OTHER OPINION:PM’s new approach on J&K

After the meeting of Jammu and Kashmir’s Opposition parties with Prime Minister Narendra Modi on Monday, the possibility now opens up that the Centre would inject some political content in its dealings with Kashmir. The Prime Minister has come to a semblance of a constructive approach over the Kashmir protests late in the day — almost too late, some might argue, not without justification — but it is welcome despite all that.

The situation in the Valley has now festered for over 45 days, that is way too long, and no one can expect calm to return at the push of a button. This suggests that an atmosphere of tension could last some more time. But at least now we know that the highest executive authority in the country is ready to pay personal attention to the issues being raised in the Valley. When the troubles erupted on July 8, and for long after that, Mr Modi had appeared impervious to what was going on. The fact that the change in New Delhi’s articulated stance came in discussions with a meeting of Valley-based Opposition parties led by former CM Omar Abdullah, and emerged from the memorandum they had presented to the Centre, would logically suggest that the Modi government is ready to seek the cooperation of all mainline parties in Kashmir, not just chief minister Mehbooba Mufti’s PDP, in coalition with which the BJP runs the state government.
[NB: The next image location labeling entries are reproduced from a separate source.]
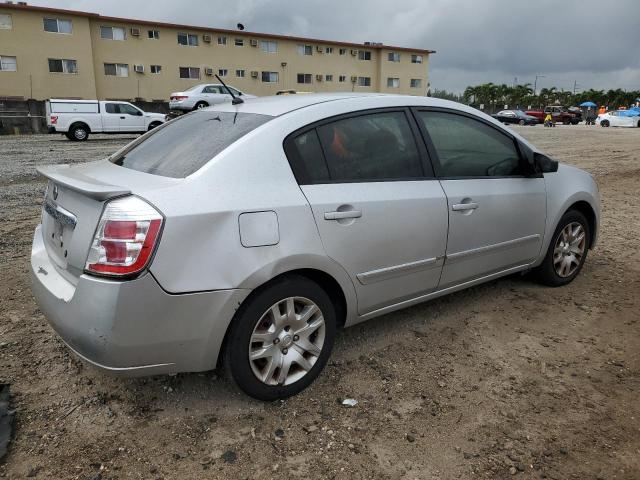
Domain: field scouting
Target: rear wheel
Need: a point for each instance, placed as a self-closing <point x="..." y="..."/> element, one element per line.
<point x="281" y="338"/>
<point x="78" y="132"/>
<point x="567" y="251"/>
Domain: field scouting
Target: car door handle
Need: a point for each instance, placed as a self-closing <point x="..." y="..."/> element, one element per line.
<point x="461" y="207"/>
<point x="340" y="215"/>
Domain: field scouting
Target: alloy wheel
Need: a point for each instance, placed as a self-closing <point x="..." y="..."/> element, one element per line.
<point x="569" y="249"/>
<point x="287" y="341"/>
It should begin a conversation on this basis without losing time.

The PM has started positively with his statement that “those who lost their lives during the recent disturbances are part of us, our nation; whether the lives lost are of our youth, security personnel or police, it distresses us…”

Other than the pro-Pakistan separatists — whose natural leader is octogenarian Syed Ali Shah Geelani, a veteran at political warfare, the overwhelming majority of the people in Kashmir, as Mehbooba Mufti observed, desire peace and are likely to be relieved that the calendar of protests being dictated by destructive pro-Pakistan elements is being brought to an end. However, considerable political tact is called for, and hostile and aggressive statements of the kind finance minister Arun Jaitley made from Jammu a day earlier need to be eschewed.

It is important to make a clear distinction between Pakistan and the people of Kashmir. Using all necessary means to thwart Pakistan and its designs is incumbent upon us. To push the same formula against the ordinary people of Kashmir, as many in the Sangh Parivar are wont to do, spells disaster and threatens the unity and integrity of the nation.

Mr Modi seeks dialogue in search of a “lasting solution within the framework of the Constitution”. Only Pakistan’s surrogates would disagree.